I´m trying to do the same thing, but i´m facing some limitations using SSE2. Perhaps i´ve found aa solution as i commented to Siekmanski, but i´m still working on it to see what happens.

For example, in wolframalpha if you input 33e17 degrees, it will convert it to the equivalent angle which is something around 240
https://www.wolframalpha.com/input?i=33e17+degrees

[HSE]

input

The input to this calculations is wrong. Something is turning around billions and billions of times 

[jj2007]

Hi Guga,

Can you explain the practical relevance of translating an angle of 33e17 to its 0...360° equivalent? Do you have a specific project that requires this?

Code Select Expand

Using the FPU:
8.704100e+02 = 150.4
1.234560e+06 = 120.0
1.234560e+08 = 120.0
1.234560e+10 = 120.0
1.234560e+12 = 120.0
1.234560e+14 = 120.0

Using SIMD instructions:
8.704100e+02 = 150.4
1.234560e+06 = 120.0
1.234560e+08 = 120.1
1.234560e+10 = 129.9
1.234560e+12 = 27.65
1.234560e+14 = 244.8
I put everything in a macro now, see attached source, so that I can switch easily between SIMD and FPU mode.

[guga]

Hi JJ

I´m creating a variation of libm_sse2_tan_precise from msvcrt which is fast and also precise. It works fine for small numbers (i.e: inside the range of 360º, no matter if the input is a negative or positive angle btw). The problem is that there are some angles (positive or negative) higher than that wich also may need to be calculated (such as the equivalence angles that extrapolates the limits as 870.41º or any other weird weird weird values such as 33e11, 5.589e17, 5.9587e150 etc etc)

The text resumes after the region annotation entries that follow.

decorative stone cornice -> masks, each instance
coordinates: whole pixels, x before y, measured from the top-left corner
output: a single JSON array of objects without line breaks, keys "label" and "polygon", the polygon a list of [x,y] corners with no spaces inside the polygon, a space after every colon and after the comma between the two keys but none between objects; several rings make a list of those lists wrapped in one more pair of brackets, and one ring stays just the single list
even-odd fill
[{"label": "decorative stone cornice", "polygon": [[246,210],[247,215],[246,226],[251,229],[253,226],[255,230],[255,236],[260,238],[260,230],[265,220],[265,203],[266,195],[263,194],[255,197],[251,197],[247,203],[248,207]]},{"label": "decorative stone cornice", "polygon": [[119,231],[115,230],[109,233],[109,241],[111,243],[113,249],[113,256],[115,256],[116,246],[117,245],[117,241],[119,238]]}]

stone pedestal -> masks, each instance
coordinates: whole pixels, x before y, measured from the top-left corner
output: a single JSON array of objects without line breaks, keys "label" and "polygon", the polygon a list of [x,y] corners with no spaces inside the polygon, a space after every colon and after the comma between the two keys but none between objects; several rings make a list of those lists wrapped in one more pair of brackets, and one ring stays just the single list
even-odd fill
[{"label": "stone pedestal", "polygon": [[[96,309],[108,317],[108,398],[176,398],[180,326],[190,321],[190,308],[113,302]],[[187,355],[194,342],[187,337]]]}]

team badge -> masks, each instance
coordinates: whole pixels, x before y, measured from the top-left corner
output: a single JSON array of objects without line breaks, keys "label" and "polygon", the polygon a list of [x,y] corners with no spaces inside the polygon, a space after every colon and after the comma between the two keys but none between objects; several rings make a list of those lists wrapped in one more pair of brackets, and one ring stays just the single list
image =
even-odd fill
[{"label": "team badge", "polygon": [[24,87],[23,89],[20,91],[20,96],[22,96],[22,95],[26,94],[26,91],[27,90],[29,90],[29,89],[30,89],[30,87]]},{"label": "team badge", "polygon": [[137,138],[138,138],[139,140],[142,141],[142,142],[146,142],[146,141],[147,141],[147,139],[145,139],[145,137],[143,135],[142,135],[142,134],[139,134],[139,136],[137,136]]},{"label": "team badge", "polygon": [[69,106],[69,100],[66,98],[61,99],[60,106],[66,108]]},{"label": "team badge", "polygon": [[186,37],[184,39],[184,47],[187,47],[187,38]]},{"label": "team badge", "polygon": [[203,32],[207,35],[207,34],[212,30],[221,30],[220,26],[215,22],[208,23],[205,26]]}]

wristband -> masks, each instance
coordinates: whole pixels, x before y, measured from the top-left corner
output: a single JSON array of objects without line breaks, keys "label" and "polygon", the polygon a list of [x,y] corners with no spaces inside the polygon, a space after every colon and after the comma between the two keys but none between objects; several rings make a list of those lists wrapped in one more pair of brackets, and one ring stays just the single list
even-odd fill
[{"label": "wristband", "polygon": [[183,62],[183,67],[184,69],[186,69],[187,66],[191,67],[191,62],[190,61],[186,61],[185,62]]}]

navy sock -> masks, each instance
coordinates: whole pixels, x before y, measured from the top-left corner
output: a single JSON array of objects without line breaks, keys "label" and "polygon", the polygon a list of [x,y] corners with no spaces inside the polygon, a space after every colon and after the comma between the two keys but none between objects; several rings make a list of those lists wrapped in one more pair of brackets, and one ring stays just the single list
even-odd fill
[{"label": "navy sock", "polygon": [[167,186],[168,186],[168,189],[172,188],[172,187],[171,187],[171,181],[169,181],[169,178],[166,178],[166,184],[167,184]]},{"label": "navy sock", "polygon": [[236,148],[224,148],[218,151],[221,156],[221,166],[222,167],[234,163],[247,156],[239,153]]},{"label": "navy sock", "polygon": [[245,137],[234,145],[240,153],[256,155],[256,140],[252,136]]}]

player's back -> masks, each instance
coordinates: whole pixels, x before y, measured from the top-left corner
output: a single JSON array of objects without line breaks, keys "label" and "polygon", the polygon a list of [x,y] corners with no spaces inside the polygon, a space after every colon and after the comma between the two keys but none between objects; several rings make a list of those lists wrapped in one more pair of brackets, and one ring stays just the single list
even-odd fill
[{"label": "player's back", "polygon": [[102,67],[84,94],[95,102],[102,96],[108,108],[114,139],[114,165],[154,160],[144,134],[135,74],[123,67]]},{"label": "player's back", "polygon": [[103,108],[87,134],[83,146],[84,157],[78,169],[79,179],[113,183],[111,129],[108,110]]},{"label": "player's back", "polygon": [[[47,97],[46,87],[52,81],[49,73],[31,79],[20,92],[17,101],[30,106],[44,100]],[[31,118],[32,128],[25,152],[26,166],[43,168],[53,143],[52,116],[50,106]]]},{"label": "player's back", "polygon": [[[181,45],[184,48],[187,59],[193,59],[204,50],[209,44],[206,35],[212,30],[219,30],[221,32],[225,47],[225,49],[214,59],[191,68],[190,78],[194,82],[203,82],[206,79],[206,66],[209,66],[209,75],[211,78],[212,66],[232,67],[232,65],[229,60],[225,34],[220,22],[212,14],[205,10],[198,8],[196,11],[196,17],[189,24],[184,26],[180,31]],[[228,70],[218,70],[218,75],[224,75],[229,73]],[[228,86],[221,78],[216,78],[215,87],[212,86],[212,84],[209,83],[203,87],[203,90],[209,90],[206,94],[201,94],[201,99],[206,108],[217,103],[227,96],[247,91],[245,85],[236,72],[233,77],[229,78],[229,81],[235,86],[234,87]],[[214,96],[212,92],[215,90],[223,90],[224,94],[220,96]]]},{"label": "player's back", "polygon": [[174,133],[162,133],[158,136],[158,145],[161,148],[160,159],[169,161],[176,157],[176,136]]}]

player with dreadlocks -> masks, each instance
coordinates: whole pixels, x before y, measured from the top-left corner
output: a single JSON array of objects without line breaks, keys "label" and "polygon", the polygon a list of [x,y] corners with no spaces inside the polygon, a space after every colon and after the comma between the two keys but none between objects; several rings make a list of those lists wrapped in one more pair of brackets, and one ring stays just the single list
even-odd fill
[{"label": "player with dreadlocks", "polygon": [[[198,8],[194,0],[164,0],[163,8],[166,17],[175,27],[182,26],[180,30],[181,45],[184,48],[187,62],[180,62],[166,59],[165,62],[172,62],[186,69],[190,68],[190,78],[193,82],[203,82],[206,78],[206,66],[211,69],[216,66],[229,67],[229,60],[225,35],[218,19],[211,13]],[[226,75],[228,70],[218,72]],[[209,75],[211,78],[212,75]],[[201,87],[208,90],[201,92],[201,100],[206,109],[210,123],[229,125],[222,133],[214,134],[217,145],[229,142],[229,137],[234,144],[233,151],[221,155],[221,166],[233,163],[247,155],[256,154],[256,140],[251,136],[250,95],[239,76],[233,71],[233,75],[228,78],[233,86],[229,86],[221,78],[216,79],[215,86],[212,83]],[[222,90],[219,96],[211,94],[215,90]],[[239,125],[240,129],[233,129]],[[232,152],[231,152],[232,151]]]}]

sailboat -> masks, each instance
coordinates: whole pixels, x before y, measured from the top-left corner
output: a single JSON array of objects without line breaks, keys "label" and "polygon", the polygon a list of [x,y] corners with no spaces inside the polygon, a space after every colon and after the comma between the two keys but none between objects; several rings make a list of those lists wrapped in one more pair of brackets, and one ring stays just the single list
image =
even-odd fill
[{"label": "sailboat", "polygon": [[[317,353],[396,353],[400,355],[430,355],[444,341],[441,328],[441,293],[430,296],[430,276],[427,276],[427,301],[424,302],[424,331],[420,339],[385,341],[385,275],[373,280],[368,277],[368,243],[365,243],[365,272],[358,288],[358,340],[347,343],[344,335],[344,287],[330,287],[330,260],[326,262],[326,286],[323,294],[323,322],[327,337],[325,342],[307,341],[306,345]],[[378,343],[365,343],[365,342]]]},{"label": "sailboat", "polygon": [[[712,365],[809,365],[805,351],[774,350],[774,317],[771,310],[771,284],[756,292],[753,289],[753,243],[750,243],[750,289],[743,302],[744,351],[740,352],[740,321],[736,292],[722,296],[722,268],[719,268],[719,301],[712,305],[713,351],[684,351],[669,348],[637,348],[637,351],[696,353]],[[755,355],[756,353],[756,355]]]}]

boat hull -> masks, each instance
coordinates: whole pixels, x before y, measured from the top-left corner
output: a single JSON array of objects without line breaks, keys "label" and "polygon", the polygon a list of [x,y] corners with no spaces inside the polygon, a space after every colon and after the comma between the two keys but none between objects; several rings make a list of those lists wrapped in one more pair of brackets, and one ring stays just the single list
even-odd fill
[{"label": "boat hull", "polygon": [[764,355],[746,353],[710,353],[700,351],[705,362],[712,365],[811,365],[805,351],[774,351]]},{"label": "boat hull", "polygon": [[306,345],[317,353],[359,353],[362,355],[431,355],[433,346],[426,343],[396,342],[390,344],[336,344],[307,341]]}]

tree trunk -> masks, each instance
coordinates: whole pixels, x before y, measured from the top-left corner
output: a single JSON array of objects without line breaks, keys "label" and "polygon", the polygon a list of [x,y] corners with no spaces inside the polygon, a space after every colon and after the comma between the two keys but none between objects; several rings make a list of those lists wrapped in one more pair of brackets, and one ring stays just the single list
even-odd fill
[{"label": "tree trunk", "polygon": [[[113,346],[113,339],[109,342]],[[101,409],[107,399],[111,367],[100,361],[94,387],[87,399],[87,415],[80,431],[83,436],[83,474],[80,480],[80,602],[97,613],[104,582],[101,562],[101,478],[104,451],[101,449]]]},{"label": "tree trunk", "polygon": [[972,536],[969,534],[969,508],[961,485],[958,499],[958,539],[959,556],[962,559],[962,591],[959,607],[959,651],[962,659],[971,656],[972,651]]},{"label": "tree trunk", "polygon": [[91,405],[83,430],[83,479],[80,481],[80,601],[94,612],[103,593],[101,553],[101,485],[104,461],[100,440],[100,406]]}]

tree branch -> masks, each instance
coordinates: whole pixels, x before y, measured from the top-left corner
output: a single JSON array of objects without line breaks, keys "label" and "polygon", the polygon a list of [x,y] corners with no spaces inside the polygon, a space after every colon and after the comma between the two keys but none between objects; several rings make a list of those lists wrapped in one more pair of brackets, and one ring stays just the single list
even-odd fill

I realize that is unlikelly to use numbers higher then 360º, but since wolframalpha suceeded to calculate the tangent of very weird values with a very good precision, i´m trying to do the same and also maintain speed and precision as well.

I´ll give a test on your new file, but i´m trying to do it for SSE2 only, since i didn´t implemented SSE4 yet for RosAsm and still there are people that don´t have a newer processor that handles SSE4, so i can´t create yet a variation that can handle both.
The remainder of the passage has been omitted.